Skyscraper-filled Dubai burnishes arts scene with new opera

DUBAI, United Arab Emirates (AP) — Already filled with towering skyscrapers, Dubai will soon offer soaring arias inside a new opera house.

The city-state is opening the Dubai Opera on Wednesday night, in the shadow of the Burj Khalifa, the world’s tallest building.

This isn’t the first opera house built on the Arabian Peninsula, as Oman opened the Royal Opera House Muscat in 2011. But the arrival of the performance center comes as part of a greater push by the United Arab Emirates, already home to engineering marvels, into the world of the fine arts.

“It certainly couldn’t be said that Dubai has no culture; it’s got an enormous amount of culture,” Dubai Opera’s chief executive Jasper Hope told The Associated Press on Tuesday. “What it hasn’t had is a world-class stage, a world-class facility to display that culture.

“What Dubai Opera offers is an opportunity now for people to know that there is a home — a true home — for world-class culture here in Dubai.”

The opera house resembles a dhow, the traditional wooden boat that can still be seen plying the waters of the Dubai Creek. Its glass bow rises up to a point looking out at the dancing Dubai Fountain, and a multi-story glass chandelier resembling a fishing net hangs in the lobby. The building sits near the 828-meter (2,717-foot) -tall Burj Khalifa and the nearby Dubai Mall in the city-state’s chic downtown.

Inside, individual air conditioning vents beneath the 2,000-some seats are designed to quietly cool the auditorium during the desert city’s boiling summers, when temperatures exceed 50 degrees Celsius (122 degrees Fahrenheit). The auditorium can be reconfigured for gala events and other performances.

Emaar Properties, which is partially owned by the Dubai government, developed the opera house. It refused to say how much the structure cost when asked by the AP.

Those on hand for a dress rehearsal Tuesday of the opera “The Barber of Seville” also stopped journalists and those gathered from taking pictures outside of the building, as migrant workers rushed to finish constructing a set of exterior stairs. The opera will open Wednesday night with a performance by famed Spanish tenor Plácido Domingo.

The Dubai Opera offers a new draw for planned Emaar high-rise residential towers downtown, and could bring concerts and events out of the cavernous, air-conditioned halls of the city’s World Trade Center.

The arrival of the opera house comes amid a push in the seven-sheikhdom United Arab Emirates to increase its presence on the global arts stage.

In the country’s capital, construction continues on the Louvre Abu Dhabi, the forthcoming Emirati branch of the famed Parisian art gallery. A branch of the New York-based Guggenheim Museum is also planned.
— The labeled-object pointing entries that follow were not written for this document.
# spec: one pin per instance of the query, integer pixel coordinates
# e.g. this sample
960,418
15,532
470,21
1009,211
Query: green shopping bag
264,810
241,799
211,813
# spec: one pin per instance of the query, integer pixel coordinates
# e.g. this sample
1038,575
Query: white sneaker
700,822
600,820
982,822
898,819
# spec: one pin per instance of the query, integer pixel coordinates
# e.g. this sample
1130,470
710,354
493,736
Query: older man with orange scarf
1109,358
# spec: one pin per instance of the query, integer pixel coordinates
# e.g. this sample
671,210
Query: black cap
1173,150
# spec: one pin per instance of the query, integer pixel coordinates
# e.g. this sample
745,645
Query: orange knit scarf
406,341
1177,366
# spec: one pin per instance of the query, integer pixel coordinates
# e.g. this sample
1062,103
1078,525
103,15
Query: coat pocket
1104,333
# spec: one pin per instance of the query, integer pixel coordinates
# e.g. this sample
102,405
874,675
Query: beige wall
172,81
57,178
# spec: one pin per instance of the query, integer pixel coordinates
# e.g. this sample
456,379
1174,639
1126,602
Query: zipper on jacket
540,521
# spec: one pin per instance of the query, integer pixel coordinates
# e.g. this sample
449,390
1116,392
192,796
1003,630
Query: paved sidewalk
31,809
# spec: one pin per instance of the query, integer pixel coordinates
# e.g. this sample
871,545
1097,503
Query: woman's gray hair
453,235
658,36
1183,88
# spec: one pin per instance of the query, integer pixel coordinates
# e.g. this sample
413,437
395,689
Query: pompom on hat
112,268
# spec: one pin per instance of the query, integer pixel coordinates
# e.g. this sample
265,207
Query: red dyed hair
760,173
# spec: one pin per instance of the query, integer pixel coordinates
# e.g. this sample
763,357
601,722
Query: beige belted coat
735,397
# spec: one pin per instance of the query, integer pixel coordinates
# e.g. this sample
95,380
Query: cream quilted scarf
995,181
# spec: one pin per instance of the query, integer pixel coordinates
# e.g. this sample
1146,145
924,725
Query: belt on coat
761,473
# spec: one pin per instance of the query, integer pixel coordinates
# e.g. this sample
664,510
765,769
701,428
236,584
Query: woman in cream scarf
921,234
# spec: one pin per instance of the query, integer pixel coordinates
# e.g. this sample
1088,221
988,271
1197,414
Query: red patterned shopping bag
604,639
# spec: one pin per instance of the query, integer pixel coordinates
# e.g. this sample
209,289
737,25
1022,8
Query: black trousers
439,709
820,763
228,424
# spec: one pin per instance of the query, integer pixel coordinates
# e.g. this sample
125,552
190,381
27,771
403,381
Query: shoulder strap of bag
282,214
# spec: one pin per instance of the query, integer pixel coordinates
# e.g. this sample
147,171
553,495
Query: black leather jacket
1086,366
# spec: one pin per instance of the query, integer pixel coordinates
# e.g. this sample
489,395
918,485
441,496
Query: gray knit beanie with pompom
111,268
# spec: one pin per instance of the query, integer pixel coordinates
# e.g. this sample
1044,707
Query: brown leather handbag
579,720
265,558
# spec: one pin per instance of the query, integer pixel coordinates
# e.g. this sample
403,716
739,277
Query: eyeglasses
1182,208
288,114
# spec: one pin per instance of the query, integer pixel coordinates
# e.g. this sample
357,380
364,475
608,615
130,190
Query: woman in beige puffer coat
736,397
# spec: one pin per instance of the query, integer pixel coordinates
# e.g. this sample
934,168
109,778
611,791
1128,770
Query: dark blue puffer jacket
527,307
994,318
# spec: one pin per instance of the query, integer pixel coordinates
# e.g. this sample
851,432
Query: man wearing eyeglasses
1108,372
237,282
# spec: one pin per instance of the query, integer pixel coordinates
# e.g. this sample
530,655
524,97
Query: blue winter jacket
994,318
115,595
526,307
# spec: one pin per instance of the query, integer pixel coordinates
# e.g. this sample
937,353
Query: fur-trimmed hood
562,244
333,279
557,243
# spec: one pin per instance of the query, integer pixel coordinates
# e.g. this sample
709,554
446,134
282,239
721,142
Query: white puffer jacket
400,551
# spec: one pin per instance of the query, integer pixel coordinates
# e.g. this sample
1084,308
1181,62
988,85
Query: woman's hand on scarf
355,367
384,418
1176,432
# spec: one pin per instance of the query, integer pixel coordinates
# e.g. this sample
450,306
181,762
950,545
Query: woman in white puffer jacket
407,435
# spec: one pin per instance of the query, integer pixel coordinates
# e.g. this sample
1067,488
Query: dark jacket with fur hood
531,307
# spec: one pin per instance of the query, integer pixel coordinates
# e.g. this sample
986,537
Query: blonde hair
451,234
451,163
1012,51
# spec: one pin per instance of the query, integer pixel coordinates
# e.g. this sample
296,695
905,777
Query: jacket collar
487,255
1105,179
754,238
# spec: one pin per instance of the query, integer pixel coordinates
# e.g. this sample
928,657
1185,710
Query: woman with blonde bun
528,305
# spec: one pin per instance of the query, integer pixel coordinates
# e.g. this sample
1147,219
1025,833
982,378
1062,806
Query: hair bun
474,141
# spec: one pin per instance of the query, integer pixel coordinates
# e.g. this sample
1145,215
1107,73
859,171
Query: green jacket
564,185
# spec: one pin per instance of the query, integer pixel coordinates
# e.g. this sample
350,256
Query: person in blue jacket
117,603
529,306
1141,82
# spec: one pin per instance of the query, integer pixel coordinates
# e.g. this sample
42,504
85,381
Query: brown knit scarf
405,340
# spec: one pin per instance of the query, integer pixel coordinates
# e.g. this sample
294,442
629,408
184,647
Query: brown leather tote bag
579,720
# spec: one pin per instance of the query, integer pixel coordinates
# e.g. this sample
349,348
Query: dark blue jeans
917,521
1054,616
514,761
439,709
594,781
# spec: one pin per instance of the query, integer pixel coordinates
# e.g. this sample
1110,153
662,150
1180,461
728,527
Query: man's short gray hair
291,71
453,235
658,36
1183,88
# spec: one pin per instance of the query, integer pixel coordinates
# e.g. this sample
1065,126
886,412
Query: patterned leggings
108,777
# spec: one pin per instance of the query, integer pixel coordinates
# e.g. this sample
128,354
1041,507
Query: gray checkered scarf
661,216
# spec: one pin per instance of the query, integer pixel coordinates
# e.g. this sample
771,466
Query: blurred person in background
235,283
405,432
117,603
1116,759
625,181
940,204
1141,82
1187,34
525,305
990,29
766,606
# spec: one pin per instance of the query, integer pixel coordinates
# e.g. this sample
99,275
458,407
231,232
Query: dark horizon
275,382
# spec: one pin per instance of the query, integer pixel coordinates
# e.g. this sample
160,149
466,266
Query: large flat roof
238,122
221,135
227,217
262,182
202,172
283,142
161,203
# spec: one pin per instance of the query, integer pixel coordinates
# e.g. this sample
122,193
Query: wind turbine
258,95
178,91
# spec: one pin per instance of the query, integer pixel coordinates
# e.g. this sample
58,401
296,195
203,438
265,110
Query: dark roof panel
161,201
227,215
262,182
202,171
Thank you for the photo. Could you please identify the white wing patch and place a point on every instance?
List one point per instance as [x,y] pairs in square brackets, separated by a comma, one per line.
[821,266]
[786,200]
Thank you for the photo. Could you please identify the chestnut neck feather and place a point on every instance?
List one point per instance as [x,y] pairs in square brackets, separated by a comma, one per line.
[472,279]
And in Dubai, a fledging art district has sprung up among the factories and warehouses of its Al Quoz industrial area.

The new development has proven divisive at times. Many in the art world have criticized Abu Dhabi’s penchant for franchising existing names, and human rights groups have raised concerns about the conditions faced by migrant workers.

But Hope said the building of the opera house wouldn’t mark the end of Dubai’s efforts at drawing cultural events, but rather its beginning.

“This can inspire all kinds of performance — amateur and professional,” he said. “It can inspire the next generation to really understand what world-class live entertainment is all about. And that deserves something of this scale.”